Complaints of Medication Errors Vanish from Walgreens Corporate Report
Pharmacy employees at Walgreens told consultants late in 2019 that high levels of stress and “unreasonable” expectations had led them to make mistakes while filling prescriptions and to ignore some safety procedures. However, when the consultants went to present their findings at Walgreens’s corporate offices in February 2020, there was no reference to the errors and little mention of other concerns the employees had raised. The consultants were from Tata Consultancy Services and they were examining the company’s computer system for filling prescriptions.
That’s because senior leaders at Walgreens had directed the consultants to remove some damaging findings after seeing a draft of their presentation, a New York Times review of internal emails and chat logs and two versions of the report shows.
In one instance, Amy Bixler, the director of pharmacy and retail operations at Walgreens, told the Tata consultants to delete a bullet point that mentioned how employees “sometimes skirted or completely ignored” proper procedures to meet corporate metrics, according to the chat logs and the draft report.
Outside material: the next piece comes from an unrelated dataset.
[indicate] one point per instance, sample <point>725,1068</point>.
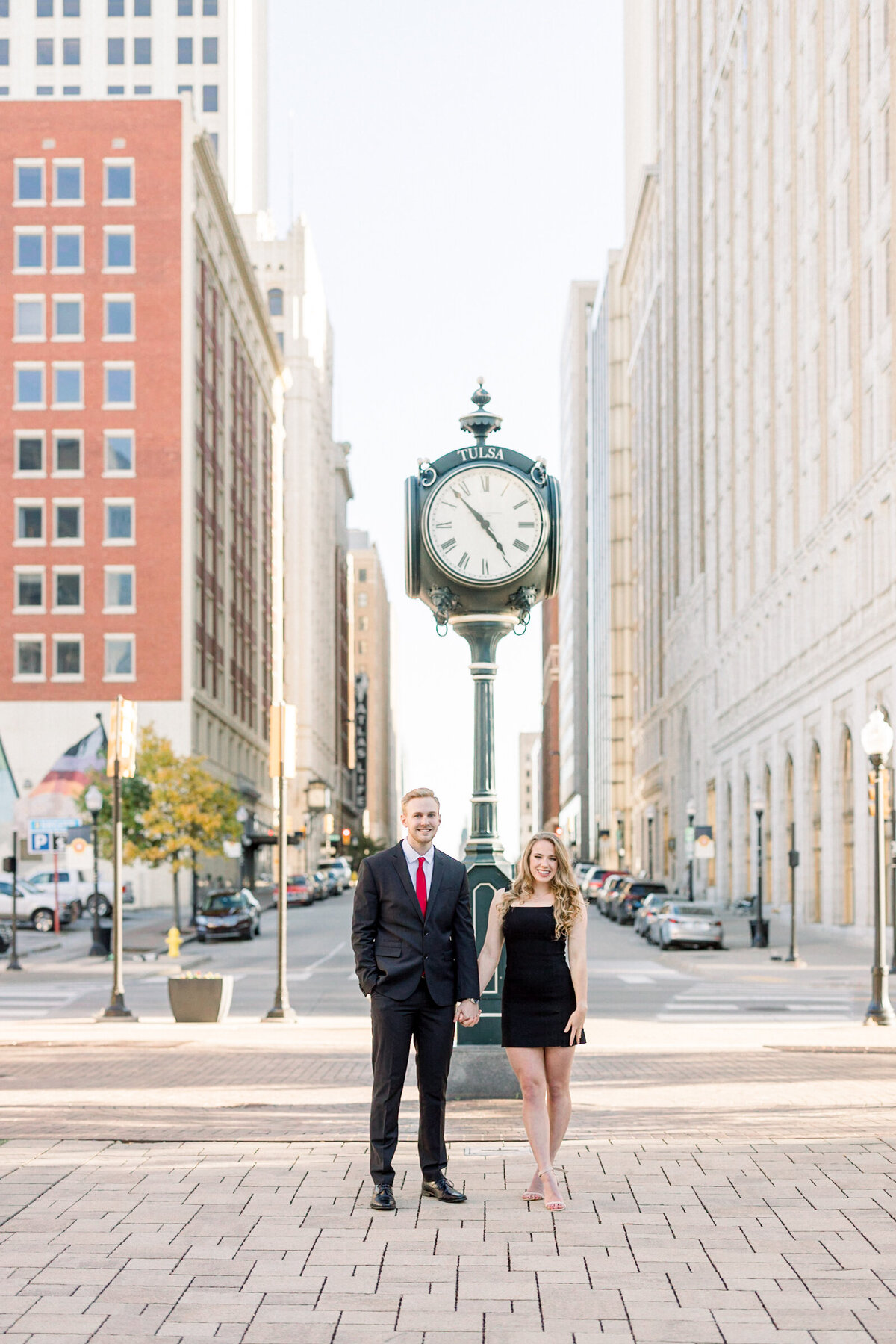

A slide detailing “errors resulting from stress” was also removed.
A Walgreens spokesman (Jim Cohn) has, not surprisingly, downplayed the need for the medication error findings in the presentation. The draft report, he said, included “information gathered through informal engagement with staff at a handful of stores.” Changes reflected in the final version were intended “to help ensure that the report appropriately focused on the most relevant aspects of the technology and user experience,” he said.